Perform OKR check-ins with Mooncamp
An OKR software like Mooncamp can help make an OKR Weekly even faster and easier. With check-ins, everyone is reminded to update their goals, share what they are working on or what their current priorities are. All without taking employees out of their daily workflow with time-consuming extra meetings.
With Mooncamp, companies benefit from:
- Recurring reminders via Slack, MS Teams or email ensure that no one forgets to do check-ins.
- All check-ins are gathered in one place. This also allows employees to see what other teams are working on.
- OKRs can be updated directly in the check-in.
- Thanks to integrations with collaboration tools, check-ins can be done without leaving MS Teams or Slack.
- Individual templates with customized questions for different use cases help to better structure and simplify the check-in process.
- Reactions and comments can be used directly in the check-in to celebrate successes, convey feedback or clarify follow-up questions.
3 tips for even more effective OKR check-ins
Weekly check-ins help all employees stay on top of OKRs and stay accountable. Especially in the beginning, it can be difficult to keep OKR Weeklys consistent and productive. Therefore, to conclude this article, we’ve compiled three tips to assist you when check-ins are not going as smoothly as they should:
- Don’t go into too much detail: Check-ins should always follow a clear, recurring agenda. Tight moderation and timeboxing also ensure that everyone gets to the point and the meeting doesn’t drag on unnecessarily.
- Demand accountability: It should actually be clear who says something about what Key Result.
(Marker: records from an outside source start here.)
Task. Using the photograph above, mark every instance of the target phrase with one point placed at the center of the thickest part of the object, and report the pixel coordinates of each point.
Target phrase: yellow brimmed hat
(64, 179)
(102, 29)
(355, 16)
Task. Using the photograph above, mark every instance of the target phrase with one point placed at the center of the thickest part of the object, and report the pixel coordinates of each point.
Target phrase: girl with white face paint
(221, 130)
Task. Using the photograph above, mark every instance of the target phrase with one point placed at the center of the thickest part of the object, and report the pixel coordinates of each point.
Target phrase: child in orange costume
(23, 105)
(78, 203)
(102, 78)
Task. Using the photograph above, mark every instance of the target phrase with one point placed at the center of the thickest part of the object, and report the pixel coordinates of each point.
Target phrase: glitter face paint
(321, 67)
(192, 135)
After all, it is clear who is responsible for which tasks from the previous week. If there is a moment of silence in the meeting, the responsible persons can simply be addressed directly.
- No excuses: Check-ins must be established as a routine in order to develop their full effect. This can be tough at first. That makes it all the more important that check-ins are not constantly canceled or postponed. Attendance is mandatory – even if there’s not much progress in that week or a presentation needs to be finished.
OKR check-in: FAQ
What is an OKR meeting?
“OKR Meeting” is basically another term for (weekly) OKR check-ins. It is a working meeting that is used to discuss the status of OKRs, update goals and set new priorities.
How often should you check-in on OKRs?
An OKR cycle usually extends over three months. During that time, you engage with the OKRs at least weekly (in the OKR Weekly check-in). At the end of each cycle, there is an OKR Review where each team presents the final status of the OKRs. The OKR Retrospective also reflects on the entire process. With the insights from the previous cycle, OKRs are then planned for the next three months (OKR Planning). Overall, OKRs, if implemented consistently, are continuously present in the daily work routine.
How do you run an OKR check-in meeting?
The key to successful OKR check-ins is a set agenda that everyone involved prepares for. The check-in does not necessarily have to be a separate meeting. It can also be integrated into existing meeting structures. As a minimum, the following items should be on the agenda: (1) progress, (2) status, (3) current obstacles, and (4) action steps until the next check-in.